In order to calculate the force exerted on the semi-circular section, we need to add together the forces exerted on the infinitesimal sections of the wire that make up that section. Consider the magnetic force on the two infinitesimal sections illustrated in Figure $$\PageIndex{5}$$. The $$x$$ components of the forces will cancel, whereas the $$y$$ components will add. Thus, by symmetry, we anticipate that the net force on the semi-circular section will be in the positive $$y$$ direction.

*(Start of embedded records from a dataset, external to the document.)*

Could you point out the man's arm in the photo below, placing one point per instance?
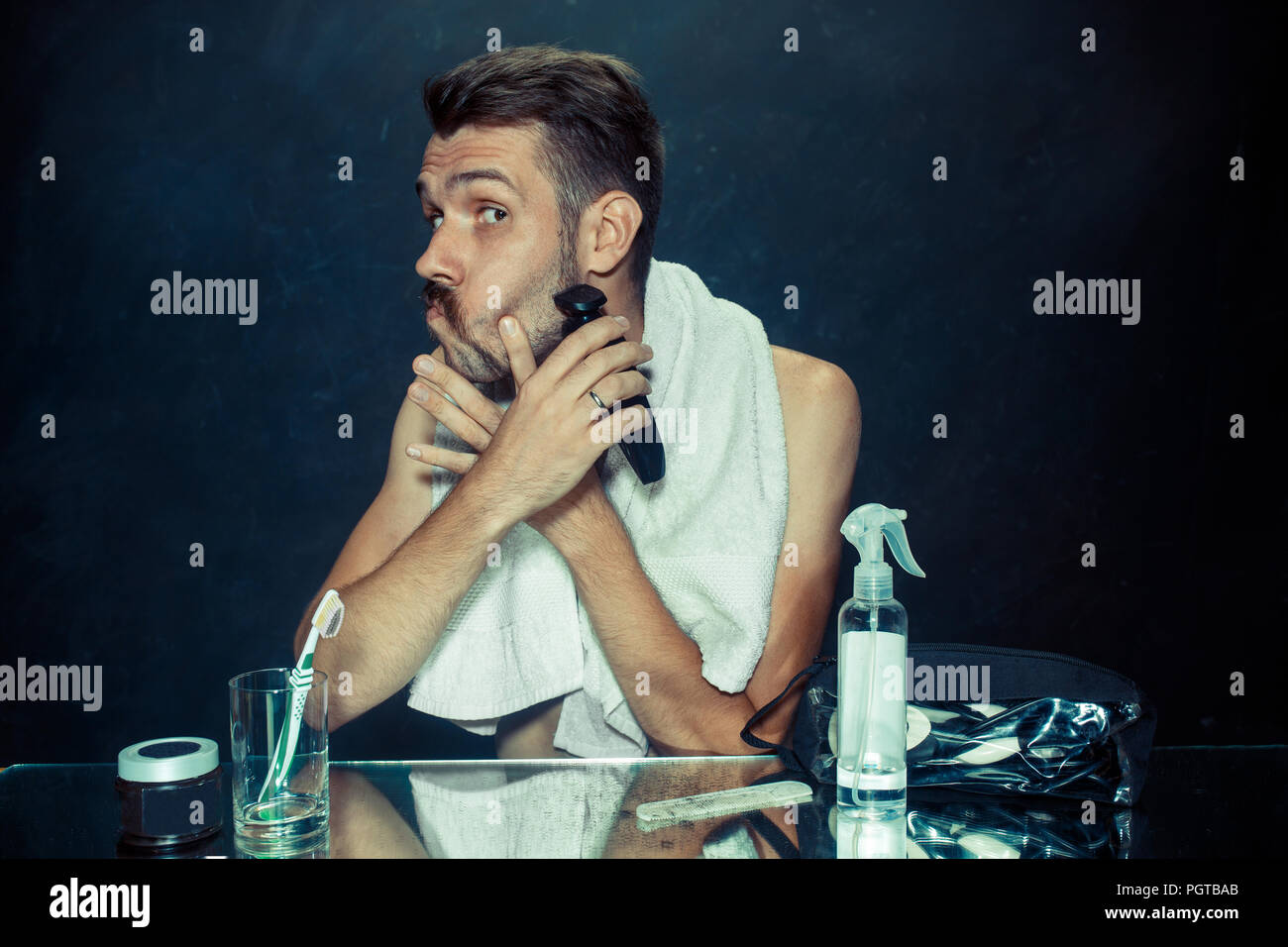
(682, 712)
(400, 577)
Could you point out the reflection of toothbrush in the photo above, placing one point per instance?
(326, 621)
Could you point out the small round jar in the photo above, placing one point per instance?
(170, 789)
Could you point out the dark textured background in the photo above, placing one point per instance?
(810, 169)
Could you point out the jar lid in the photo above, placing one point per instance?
(168, 759)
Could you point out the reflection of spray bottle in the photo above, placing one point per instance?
(872, 641)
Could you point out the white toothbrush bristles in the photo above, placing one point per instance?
(329, 615)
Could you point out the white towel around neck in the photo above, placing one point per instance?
(707, 536)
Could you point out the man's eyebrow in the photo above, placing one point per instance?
(463, 178)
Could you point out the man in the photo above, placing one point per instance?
(531, 184)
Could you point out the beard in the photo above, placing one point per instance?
(473, 347)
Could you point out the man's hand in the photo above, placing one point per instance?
(541, 450)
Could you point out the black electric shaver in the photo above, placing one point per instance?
(580, 304)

Consider the small force on the section of wire located at an angle, $$\theta$$, as illustrated in Figure $$\PageIndex{5}$$. We can write the vector $$d\vec l$$ as: \begin{aligned} d\vec l = dl(\sin\theta\hat x + \cos\theta \hat y)\end{aligned} Thus, the infinitesimal force on that section of wire is given by: \begin{aligned} d\vec F &= I d\vec l \times \vec B = I dl(\sin\theta\hat x + \cos\theta \hat y)\times (-B\hat z)\\ &=-IBdl (\sin\theta\hat x \times \hat z + \cos\theta \hat y \times \hat z)\\ &=-IBdl (-\sin\theta \hat y + \cos\theta\hat x) \\ &= IBdl\sin\theta \hat y - IBdL\cos\theta \hat x = dF_y\hat y + dF_x \hat x\end{aligned} where, in the last line, we explicitly wrote out the $$x$$ and $$y$$ component of the infinitesimal force vector. In order to sum together these infinitesimal forces, it is most convenient to use the angle $$\theta$$ to identify each segment. $$d\theta$$ is related to $$dl$$, since $$dl$$ is the length of the circle subtended by the infinitesimal angle $$d\theta$$: \begin{aligned} dl = Rd\theta\end{aligned} Summing together all of the $$y$$ components of the infinitesimal forces: \begin{aligned} F_y = \int dF_y = \int_0^\pi IBR\sin\theta d\theta=IBR \int_0^\pi\sin\theta d\theta=2IBR\end{aligned} Note that the $$x$$ components sum to zero, as we predicted from symmetry: \begin{aligned} F_x = \int dF_x = -\int_0^\pi IBR\cos\theta d\theta=-IBR \int_0^\pi\cos\theta d\theta=0\end{aligned} The net force on the wire is thus given by: \begin{aligned} \vec F = 2IBR\hat y\end{aligned}

Discussion:

In this example we found the magnetic force on a curved section of current-carrying wire. The calculation was simplified by symmetry arguments, as we could use the right hand rule to anticipate that the force would have no component in the $$x$$ direction. This is because there is as much current flowing in the positive $$y$$ direction as there is in the negative $$y$$ direction, so that the corresponding forces cancel. There is however a net flow of charges in the positive $$x$$ direction, leading to a net force in the positive $$y$$ direction. As a corollary, the net magnetic force on any closed loop of current must be zero.